Esse fenômeno, conhecido como “inverno de impacto”, reduziria a entrada de luz solar, favorecendo a queda das temperaturas e diminuindo o volume de chuvas.

Segundo pesquisadores citados pela Reuters, em um cenário extremo a temperatura média do planeta poderia cair cerca de 4°C, enquanto as chuvas diminuiriam aproximadamente 15%. A redução da luminosidade também afetaria a fotossíntese, com perdas estimadas entre 20% e 30%.

Missão da Nasa trouxe novas informações sobre Bennu

O conhecimento sobre o asteroide avançou significativamente graças à missão OSIRIS-REx, lançada pela Nasa em 2016.

A sonda chegou a Bennu em 2018 e permaneceu por mais de dois anos estudando características como formato, composição, massa, velocidade de rotação e trajetória.

Em outubro de 2020, a missão coletou amostras da superfície do asteroide. O material retornou à Terra em setembro de 2023 e continua sendo analisado por cientistas, contribuindo para pesquisas sobre a origem do Sistema Solar e o comportamento desse tipo de objeto espacial.

Aproximação em 2135 será fundamental

Os pesquisadores também acompanham atentamente a passagem prevista de Bennu pela Terra em 2135.

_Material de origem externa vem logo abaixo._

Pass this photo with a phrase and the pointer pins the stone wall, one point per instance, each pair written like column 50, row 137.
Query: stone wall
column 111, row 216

Embora essa aproximação não represente risco de colisão, a gravidade terrestre poderá alterar discretamente a órbita do asteroide, permitindo que os cientistas façam projeções ainda mais precisas para os séculos seguintes.

Outro fator considerado nos cálculos é o chamado efeito Yarkovsky, um fenômeno causado pela absorção e posterior emissão de calor pelo asteroide. Mesmo sendo uma força extremamente pequena, ela pode modificar lentamente sua trajetória ao longo de décadas.

Por esse motivo, Bennu continuará sob monitoramento constante da Nasa. Com novas observações e estudos, a tendência é que as estimativas sobre sua órbita fiquem cada vez mais precisas, mantendo sob controle qualquer possibilidade de risco futuro para a Terra.